You are not increasing the entanglement with the rest of the system,
when you use a self contained device on top of an existing core kernel
infrastructure, which has a paravirt backend. Quite the contrary, you
have one piece of virtual hardware which is connected to the kernel and
interacts with the various incarnations on the other side, which can as
well live inside the kernel code. Granted it is another level of
indirection, but I'd be happy to have only to deal with one of those
beasts.
As hardware gets better at supporting virtualization directly, we're
going to see more hybrid para- and fully- virtualized hypervisor
interfaces.  The result will be that more and more of paravirt_ops will
be implemented by the "native" versions of the functions; maybe at some
point the whole thing will evaporate away.
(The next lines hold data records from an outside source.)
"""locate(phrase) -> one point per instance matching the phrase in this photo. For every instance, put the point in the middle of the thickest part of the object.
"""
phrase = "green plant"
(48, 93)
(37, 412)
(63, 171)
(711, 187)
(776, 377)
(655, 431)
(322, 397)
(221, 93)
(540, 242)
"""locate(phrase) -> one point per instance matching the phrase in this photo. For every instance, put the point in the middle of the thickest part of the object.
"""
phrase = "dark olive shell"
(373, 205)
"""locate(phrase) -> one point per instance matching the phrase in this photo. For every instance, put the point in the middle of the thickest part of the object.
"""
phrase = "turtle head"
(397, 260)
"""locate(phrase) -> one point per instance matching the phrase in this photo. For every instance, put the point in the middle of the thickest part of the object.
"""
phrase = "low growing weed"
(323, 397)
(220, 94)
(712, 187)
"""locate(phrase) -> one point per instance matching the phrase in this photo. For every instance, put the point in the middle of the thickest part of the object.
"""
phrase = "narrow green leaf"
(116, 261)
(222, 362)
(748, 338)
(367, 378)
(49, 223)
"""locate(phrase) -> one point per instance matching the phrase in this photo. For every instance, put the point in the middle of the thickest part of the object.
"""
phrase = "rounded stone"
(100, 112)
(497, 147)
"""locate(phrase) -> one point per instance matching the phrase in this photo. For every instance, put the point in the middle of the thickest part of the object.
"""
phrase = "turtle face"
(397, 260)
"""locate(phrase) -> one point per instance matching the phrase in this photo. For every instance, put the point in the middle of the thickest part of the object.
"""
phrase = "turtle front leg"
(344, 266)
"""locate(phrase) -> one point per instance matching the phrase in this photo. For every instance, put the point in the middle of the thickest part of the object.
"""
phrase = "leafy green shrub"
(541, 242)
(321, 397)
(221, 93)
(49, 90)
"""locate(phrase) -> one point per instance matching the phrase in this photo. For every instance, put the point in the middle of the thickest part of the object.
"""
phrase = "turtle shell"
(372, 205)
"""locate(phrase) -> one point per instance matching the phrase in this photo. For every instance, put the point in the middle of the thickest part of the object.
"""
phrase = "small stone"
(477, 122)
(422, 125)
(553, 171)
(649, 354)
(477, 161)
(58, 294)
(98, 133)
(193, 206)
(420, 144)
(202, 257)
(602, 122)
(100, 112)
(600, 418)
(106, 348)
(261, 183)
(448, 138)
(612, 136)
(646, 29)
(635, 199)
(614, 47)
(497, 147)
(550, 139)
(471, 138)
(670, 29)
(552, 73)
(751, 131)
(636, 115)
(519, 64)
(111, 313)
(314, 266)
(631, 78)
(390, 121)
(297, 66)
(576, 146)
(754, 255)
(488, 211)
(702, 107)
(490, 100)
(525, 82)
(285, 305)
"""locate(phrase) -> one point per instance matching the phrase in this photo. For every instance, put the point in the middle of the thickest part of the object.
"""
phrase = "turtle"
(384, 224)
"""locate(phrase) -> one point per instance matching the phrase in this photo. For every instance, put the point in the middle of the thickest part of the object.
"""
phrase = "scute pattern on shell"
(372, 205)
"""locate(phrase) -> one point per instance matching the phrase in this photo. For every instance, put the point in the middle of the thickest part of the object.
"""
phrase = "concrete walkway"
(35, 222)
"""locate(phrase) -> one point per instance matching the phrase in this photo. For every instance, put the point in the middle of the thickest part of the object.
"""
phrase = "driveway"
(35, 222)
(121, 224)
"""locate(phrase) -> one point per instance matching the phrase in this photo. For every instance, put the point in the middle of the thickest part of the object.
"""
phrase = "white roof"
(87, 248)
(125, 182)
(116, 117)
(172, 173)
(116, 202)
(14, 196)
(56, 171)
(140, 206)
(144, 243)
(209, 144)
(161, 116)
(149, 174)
It's not a huge reach to expect the hardware vendors to get a clue about
time hardware (scratch that, of course it is, but we can always hope)
hehe. There is always hope, but reality is so frustrating :)
and come up with something that is directly usable from either an OS
running natively or from within a virtual machine.  In that case, I'm
sure you'd agree it would warrant a real clocksource/event
implementation.  
Yes
In the scheme I'm proposing, that's no big deal; you
just register the hardware driver, and that's that.  But what you're
proposing leaves this vestigial interface sitting in pv_ops, doing
nothing other than being redundant.
Fair enough.
My principle goal here is to get the Xen code into the kernel, and I'm
being pragmatic about it.  If you think having a xen_clocksource is an
absolute blocker to merging this stuff, then I'll add the interface to
pv_ops, and we'll work out how to wire all the hypervisors up underneath
that interface.  But I think it's precisely the wrong way to go from an
overall kernel perspective.
No it's not an absolute blocker, as long as we can take care, that the
number of incarnations is 

- designed to be shareable between hypervisors which have the same time
model
- common code like the 128 bit math is in a shared library
- self contained and not reaching out into core kernel code for no good
reason

Same goes for clock events, interrupts and other core facilities.